Of course for someone so tolerant and non-judgmental about sexual inclinations, Burleigh sure seems to fixate heavily on them.The way she writes, it's a wonder she got any work done covering the Hill in the late 1990s for all her obsession with supposedly in-the-closet gay Republicans:

When I was covering Capitol Hill just before Clinton's impeachment, every other young, spiffily manicured male staffer I met in Republican Congressional offices was at least androcentric, if not obviously gay. I don't have a sensitive gay-dar, but there was something about them. Ties never askew, hair immaculately groomed, cuffs gleaming, they usually knew more about my shoes than I did.

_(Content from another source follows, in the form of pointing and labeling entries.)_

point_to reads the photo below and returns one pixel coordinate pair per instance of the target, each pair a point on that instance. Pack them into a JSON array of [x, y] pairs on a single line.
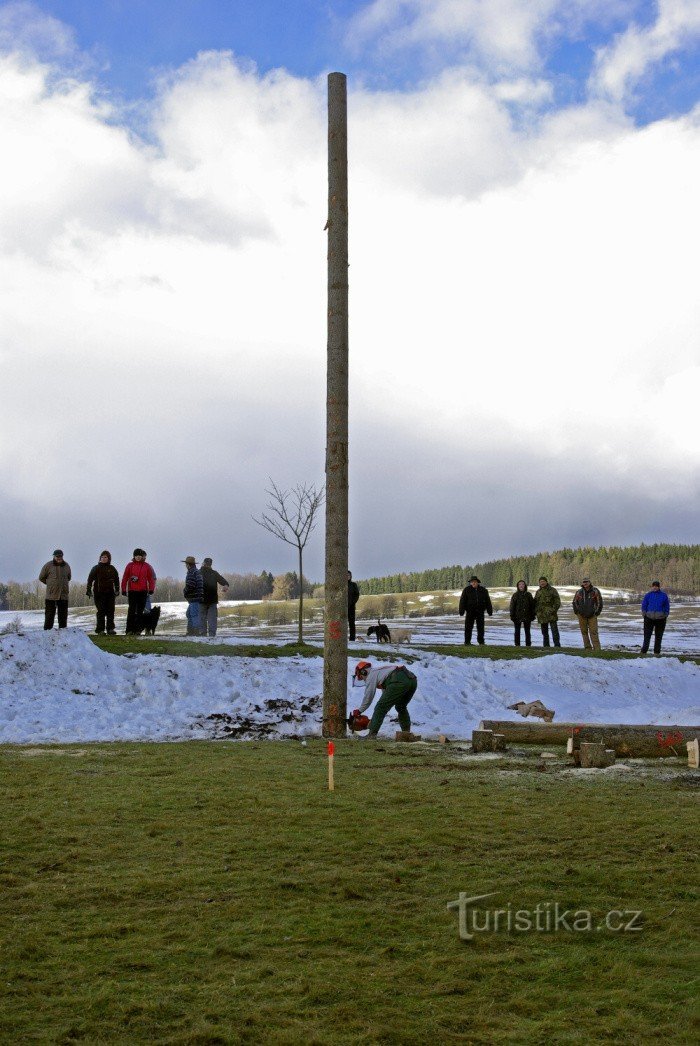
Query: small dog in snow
[[150, 620], [381, 631]]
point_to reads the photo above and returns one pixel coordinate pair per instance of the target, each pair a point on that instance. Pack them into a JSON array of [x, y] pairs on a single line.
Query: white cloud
[[621, 65], [516, 297]]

Bill Clinton's voracious heterosexuality had as much to do with drawing their rabid hatred as any of his other attributes. He loved women too much, and if only he'd given equal time and effort to seducing those beautiful men, he might have saved himself some trouble.

Burleigh, not one to be shy about her heterosexuality, once openly admitted her lust for the 42nd President of the United States:

Former Time White House reporter Nina Burleigh recounted in the July/August Mirabella how she was "quite willing to let myself be ravished" by Bill Clinton. The magazine’s headline touted how Burleigh "thought she was beyond being seduced by a man’s power, his status, his job. Then she played cards with the President on Air Force One."

Filling in for Time’s regular reporter on Clinton’s trip to Jasper, Arkansas last summer for a funeral, Burleigh, now a Time contributor, recalled how she was asked to join Clinton in a game of hearts. Things quickly heated up: "The President’s foot lightly, and presumably accidentally, brushed mine once under the table. His hand touched my wrist while he was dealing the cards. When I got up and shook his hand at the end of the game, his eyes wandered over to my bike-wrecked, naked legs. And slowly it dawned on me as I walked away: He found me attractive."

Burleigh revealed her feminist standard of how men can ogle her if they are powerful: "We all know when we’re being ogled. The weird thing was that I didn’t mind. There was a time when the hormones of indignant feminism raged in my veins. An open gaze like that, at least from a man of lesser stature, would have annoyed me. But that evening, I had the opposite reaction. I felt incandescent. It was riveting to know that the President had appreciated my legs, scarred as they were.

"If he had asked me to continue the game of hearts back in his room at the Jasper Holiday Inn, I would have been happy to go there and see what happened. At the time, that seemed quite possible. It took several hours and a few drinks in the steaming and now somehow romantic Arkansas night to shake the intoxicated state in which I had been quite willing to let myself be ravished by the President, should he have but asked."

Burleigh is still ready to go, telling The Washington Post’s Howard Kurtz what specific sex act she’d perform on Clinton to reward his pro-abortion stand.